Indianapolis Colts: 3 plays vs Titans that prove coaching might be the problem
We know you’re sick of hearing how embarrassing of a loss the Indianapolis Colts suffered on Sunday against the Tennessee Titans, but it’ll be one that’s hard to forget.
After jumping out to a 14-0 lead with a chance to make it a three-score game, the offense failed to cash in despite starting a drive in Titans territory and were then out-scored the rest of the way by a 34-17 margin.
Do the players deserve blame? Absolutely. Each and every week it feels like there’s a new culprit for the team’s inexcusable woes. However, at some point, doesn’t that speak to a greater problem? Might that indicate there’s an issue with the coaching?
Three turnovers. Nine penalties that cost them 75 yards. The defense allowed the Titans to go 10-19 combined on third and fourth down. No discipline. Hardly any sense of urgency. And don’t get us started on the play calling.
Anyway, let’s dive in and examine how the Colts’ coaching staff may have been largely responsible for the loss to the Titans.
These three plays in Colts’ loss to to Titans prove there might be a problem with the coaching staff.

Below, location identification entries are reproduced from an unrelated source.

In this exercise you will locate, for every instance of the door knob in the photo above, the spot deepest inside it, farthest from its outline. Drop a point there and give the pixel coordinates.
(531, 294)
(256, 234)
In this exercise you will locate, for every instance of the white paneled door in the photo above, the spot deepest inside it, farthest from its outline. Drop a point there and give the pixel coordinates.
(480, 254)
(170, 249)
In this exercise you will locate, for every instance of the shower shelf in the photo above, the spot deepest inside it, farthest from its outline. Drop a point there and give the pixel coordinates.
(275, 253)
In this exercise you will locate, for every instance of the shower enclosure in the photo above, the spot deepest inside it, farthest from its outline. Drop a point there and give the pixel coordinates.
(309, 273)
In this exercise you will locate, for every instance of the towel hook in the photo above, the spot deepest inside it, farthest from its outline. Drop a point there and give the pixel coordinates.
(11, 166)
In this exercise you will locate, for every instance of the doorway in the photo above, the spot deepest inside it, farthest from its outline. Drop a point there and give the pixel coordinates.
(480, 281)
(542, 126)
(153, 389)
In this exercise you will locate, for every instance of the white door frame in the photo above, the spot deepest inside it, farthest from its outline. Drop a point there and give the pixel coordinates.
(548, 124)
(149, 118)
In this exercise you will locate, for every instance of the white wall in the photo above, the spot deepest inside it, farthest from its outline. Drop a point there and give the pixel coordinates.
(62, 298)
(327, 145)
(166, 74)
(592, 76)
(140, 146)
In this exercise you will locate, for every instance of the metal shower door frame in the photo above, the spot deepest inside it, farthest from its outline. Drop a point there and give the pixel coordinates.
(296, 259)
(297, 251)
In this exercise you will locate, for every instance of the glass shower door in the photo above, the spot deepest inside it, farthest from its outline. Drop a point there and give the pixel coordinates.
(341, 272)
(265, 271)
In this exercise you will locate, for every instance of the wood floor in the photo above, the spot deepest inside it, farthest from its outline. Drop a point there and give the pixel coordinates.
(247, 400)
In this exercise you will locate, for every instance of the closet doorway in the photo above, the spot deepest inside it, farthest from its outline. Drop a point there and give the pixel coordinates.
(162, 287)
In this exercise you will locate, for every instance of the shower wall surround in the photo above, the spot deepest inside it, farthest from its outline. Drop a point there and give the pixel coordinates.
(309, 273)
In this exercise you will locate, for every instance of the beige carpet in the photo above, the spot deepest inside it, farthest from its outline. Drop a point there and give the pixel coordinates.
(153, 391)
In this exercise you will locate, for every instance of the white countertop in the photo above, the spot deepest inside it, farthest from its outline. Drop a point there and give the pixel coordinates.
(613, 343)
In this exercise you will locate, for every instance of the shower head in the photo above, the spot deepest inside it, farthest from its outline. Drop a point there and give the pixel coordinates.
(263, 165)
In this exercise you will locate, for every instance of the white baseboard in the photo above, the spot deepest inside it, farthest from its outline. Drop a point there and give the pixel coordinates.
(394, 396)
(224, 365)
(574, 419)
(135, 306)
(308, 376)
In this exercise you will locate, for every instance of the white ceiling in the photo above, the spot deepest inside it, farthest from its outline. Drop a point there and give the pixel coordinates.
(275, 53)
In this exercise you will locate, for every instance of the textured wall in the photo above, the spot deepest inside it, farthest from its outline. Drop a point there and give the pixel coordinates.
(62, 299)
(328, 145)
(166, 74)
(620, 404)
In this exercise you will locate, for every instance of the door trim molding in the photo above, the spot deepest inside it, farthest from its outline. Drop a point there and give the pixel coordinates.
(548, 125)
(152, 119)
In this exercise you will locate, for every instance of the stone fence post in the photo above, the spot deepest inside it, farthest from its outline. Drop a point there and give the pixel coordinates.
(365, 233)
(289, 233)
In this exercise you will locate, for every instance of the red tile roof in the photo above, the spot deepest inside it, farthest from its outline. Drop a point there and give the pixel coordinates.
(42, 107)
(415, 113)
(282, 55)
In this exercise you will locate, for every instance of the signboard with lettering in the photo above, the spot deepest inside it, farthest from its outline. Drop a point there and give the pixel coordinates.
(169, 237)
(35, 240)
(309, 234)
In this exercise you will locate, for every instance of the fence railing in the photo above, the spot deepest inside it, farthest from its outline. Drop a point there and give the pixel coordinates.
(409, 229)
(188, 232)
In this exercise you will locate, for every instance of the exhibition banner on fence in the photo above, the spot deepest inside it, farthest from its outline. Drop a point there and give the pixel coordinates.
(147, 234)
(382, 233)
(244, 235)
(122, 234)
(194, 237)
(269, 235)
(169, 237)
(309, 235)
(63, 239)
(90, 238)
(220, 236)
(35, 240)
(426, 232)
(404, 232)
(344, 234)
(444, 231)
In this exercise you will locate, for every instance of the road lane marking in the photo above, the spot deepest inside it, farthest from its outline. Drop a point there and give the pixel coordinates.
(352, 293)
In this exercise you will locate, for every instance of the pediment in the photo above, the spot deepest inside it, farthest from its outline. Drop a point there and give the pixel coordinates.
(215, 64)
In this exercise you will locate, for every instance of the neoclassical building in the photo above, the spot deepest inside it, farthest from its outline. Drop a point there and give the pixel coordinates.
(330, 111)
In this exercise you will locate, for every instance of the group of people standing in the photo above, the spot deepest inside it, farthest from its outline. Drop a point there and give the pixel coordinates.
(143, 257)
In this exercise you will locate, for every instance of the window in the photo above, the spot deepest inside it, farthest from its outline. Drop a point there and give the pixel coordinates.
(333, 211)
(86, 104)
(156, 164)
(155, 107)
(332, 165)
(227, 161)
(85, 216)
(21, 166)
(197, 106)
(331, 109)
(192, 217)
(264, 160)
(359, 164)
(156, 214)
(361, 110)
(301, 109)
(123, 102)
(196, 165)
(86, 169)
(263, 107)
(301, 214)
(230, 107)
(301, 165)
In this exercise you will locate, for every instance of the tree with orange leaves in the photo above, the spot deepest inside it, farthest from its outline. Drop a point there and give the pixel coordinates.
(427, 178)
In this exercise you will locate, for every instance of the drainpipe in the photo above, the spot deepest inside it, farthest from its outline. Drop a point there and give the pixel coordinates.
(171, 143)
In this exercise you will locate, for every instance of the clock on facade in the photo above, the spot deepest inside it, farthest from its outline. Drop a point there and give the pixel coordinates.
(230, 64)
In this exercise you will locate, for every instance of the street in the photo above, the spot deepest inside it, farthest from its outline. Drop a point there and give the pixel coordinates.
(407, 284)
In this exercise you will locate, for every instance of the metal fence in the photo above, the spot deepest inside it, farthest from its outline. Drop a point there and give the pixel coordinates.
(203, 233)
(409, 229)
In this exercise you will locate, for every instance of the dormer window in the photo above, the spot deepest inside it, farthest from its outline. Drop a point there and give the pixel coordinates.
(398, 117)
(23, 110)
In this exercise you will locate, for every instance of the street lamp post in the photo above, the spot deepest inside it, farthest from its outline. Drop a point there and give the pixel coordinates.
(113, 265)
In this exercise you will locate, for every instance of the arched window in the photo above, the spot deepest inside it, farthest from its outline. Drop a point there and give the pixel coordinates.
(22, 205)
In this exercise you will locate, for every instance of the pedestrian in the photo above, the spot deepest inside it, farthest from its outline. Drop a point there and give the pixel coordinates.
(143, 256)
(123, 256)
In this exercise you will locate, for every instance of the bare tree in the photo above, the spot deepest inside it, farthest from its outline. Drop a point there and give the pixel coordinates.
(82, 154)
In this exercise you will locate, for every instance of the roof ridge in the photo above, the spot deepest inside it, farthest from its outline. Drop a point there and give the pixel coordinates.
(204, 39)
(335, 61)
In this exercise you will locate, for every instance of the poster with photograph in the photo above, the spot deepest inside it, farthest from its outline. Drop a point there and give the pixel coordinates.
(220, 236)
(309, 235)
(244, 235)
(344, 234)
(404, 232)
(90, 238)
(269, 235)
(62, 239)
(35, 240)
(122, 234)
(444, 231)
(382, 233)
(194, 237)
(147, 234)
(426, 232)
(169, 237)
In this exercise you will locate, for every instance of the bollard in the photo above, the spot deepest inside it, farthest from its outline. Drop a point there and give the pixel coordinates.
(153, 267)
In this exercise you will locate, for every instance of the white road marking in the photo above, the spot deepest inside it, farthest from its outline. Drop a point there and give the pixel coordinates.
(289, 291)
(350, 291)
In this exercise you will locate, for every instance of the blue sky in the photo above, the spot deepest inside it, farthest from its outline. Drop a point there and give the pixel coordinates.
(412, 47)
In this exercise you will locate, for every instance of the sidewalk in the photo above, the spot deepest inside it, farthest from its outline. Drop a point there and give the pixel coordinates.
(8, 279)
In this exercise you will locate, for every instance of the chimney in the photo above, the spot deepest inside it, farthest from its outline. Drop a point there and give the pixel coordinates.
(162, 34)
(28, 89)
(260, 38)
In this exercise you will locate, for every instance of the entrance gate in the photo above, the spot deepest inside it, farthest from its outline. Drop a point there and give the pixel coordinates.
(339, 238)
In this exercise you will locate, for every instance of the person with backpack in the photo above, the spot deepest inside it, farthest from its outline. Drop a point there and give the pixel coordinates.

3. Titans TD Pass to Geoff Swaim
We’re really not being facetious here. Can somebody explain Matt Eberflus’ defensive scheme to us, please? There’s no pass rush, which isn’t entirely his fault … but then why are receivers constantly left wide open over the middle of the field? This was an issue when the team was fully healthy, so don’t go blaming it on injuries.
When you’re rushing four players, there’s hardly an excuse for life to be this easy for the opposing offense when the QB drops back to pass. And we couldn’t help but notice how that was encapsulated on this 3rd and 2 from the Colts’ three-yard line.
Just watch. Four down linemen rush. SEVEN players are in coverage. TWO linebackers bit on one of the worst fakes you’ll ever see. And tight end Geoff Swaim was wide open for the touchdown.
Remember last week against the 49ers when Jimmy Garoppolo, at times, was able to effortlessly gash the defense through the air? That’s because the linebackers were making every wrong read and over-pursuing on play-action. EJ Speed and Bobby Okereke were the victims on this play.
Another thing, though? Can we just play man-to-man, like, once? The Titans, if you pause this play at the four-second mark, have three guys WIDE open: one in the flat and two in the end zone. How is this defensive strategy conducive to success?
It really feels like the players are not being put in the right position to succeed under Eberflus’ system.